Arabfields, Sana Dib, Financial Correspondent, Johannesburg, South Africa — The South African table grape industry has made impressive strides in the early part of the 2025/26 season, with inspection volumes reaching 55.4 million cartons (4.5 kg equivalents) by Week 4, a 17 percent increase over the 47.2 million cartons recorded at the same point last year. Exports have remained steady, with 35 million cartons confirmed departed by Week 4 and a further 12.1 million cartons shipped in Week 5, pushing total shipped volumes past 47 million cartons. The national crop estimate stands firm at 79.4 million cartons, and current progress suggests the industry is well positioned to meet, or potentially exceed, this target if weather and logistics remain supportive.
Early-season regions have already outperformed expectations. The Northern Provinces have packed 5.7 million cartons, 22 percent ahead of last year and now at 112 percent of their seasonal estimate, with the season essentially complete except for minor residual volumes. The Orange River region, the largest contributor so far with 26.51 million cartons, is 8 percent ahead of last season and has reached 103 percent of its estimate, with most producers having finished packing. These over-deliveries in the north have offset slower starts elsewhere and driven the national volumes above initial forecasts.
Later-season regions are now accelerating. The Berg River has packed 11.1 million cartons, 29 percent higher than last year and representing 57 percent of its estimate, with producers reporting healthy grapes of excellent quality and some early shifts to late cultivars due to favourable ripening. The Hex River, packing 9.55 million cartons or 46 percent more than the comparable period last year, has reached 38 percent of its estimate and is benefiting from good berry size, colour development, and the ability to harvest at optimal ripeness. The Olifants River, while 8 percent behind last year at 2.57 million cartons and 70 percent of its estimate, is transitioning to later cultivars under dry but favourable conditions, with grape health remaining strong.
Popular varieties continue to dominate packing and export flows. Sweet Celebration led Week 4 inspections with 1.7 million cartons, followed closely by Sweet Globe at 1.34 million cartons and Crimson Seedless at 728,642 cartons. On the export side, Sweet Globe topped the week with 524,554 cartons, followed by Sweet Celebration at 495,723 cartons and Sugrasixteen (Sable Seedless) at 259,754 cartons. The EU, UK, and North America remain the primary destinations, absorbing the bulk of shipped volumes.
Logistics performance has shown encouraging signs. The Cape Town Container Terminal recorded 60 hours of wind delays in Week 4, an improvement over the 85 hours experienced last year, and achieved the target gross crane productivity of 19 moves per hour.
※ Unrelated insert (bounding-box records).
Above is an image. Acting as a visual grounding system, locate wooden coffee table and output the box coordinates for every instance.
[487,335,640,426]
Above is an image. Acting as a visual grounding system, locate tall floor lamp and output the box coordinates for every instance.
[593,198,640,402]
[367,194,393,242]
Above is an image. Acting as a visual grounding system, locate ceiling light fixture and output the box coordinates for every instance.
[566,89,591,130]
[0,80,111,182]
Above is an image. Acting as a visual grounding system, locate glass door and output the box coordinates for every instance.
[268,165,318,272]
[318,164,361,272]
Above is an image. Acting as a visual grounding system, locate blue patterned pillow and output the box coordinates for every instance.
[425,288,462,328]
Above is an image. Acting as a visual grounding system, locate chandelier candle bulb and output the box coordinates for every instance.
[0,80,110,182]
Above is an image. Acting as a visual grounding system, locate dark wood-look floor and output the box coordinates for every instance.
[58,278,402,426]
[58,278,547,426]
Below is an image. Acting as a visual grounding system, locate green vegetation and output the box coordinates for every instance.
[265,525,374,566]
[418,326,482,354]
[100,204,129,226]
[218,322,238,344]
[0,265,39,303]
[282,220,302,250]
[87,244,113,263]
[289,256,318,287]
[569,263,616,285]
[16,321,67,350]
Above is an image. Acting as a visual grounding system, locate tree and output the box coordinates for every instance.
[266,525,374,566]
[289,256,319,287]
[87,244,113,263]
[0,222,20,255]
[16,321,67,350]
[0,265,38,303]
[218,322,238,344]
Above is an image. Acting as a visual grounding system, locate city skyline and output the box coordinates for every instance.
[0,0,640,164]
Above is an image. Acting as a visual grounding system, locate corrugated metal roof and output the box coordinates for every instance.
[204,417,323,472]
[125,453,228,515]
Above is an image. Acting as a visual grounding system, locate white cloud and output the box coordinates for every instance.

Transnet’s newly signed memorandum of understanding with Port of Antwerp-Bruges and the Antwerp/Flanders Port Training Center signals longer-term commitment to modernisation, digitalisation, and sustainability. A second CSIR-led wind forecasting project is also underway to further reduce weather-related disruptions.
The industry’s logistics model, updated with current data, indicates inspections running approximately 14 percent above forecast, largely due to earlier ripening. Projections for the critical Weeks 6 to 8 period highlight the importance of sustained port throughput. Under an optimal scenario with no delays, total container exports could reach 6,556, with Cape Town handling 85 percent of volume. A medium-impact scenario with delays in Week 6 drops this to 6,251 containers, while a high-impact scenario with delays in both Weeks 6 and 7 could limit exports to 4,775 containers and force greater reliance on Eastern Cape ports. These projections underscore the need for continued operational discipline and favourable weather through the peak period.
In the broader Southern Hemisphere context, South Africa’s performance contrasts sharply with competitors. Peru has exported 127 million cartons, 3 percent ahead of last year, while Chile has shipped only 8.53 million cartons, down 35 percent. Reduced Chilean supply and delayed Indian arrivals are creating additional shelf space for South African grapes in Europe during February and March, presenting a valuable window provided arrival quality remains high.
Market feedback emphasises quality as the primary driver of success amid stronger-than-expected global production and increasing buyer selectivity. Early arrivals faced some challenges, yet receiver sentiment has stayed positive, supported by long-term trading relationships. Logistics difficulties persist, and industry voices stress the importance of maintaining alternative routes beyond immediate disruption periods. A strengthening rand is expected to exert downward pressure on prices as volumes rise in the coming weeks.
Looking forward, the combination of early-region over-delivery, accelerating packing in the Berg and Hex River areas, and favourable growing conditions in most regions points to a realistic chance of exceeding the 79.4 million carton estimate, particularly if port performance continues to improve and weather cooperates through the peak. Quality will remain paramount to capitalise on market opportunities, especially in Europe, where lower competing volumes offer a competitive edge. Sustained collaboration on logistics, coupled with the industry’s focus on consistency and relationship-building, should support a successful conclusion to what is shaping up as a robust and potentially record-breaking season.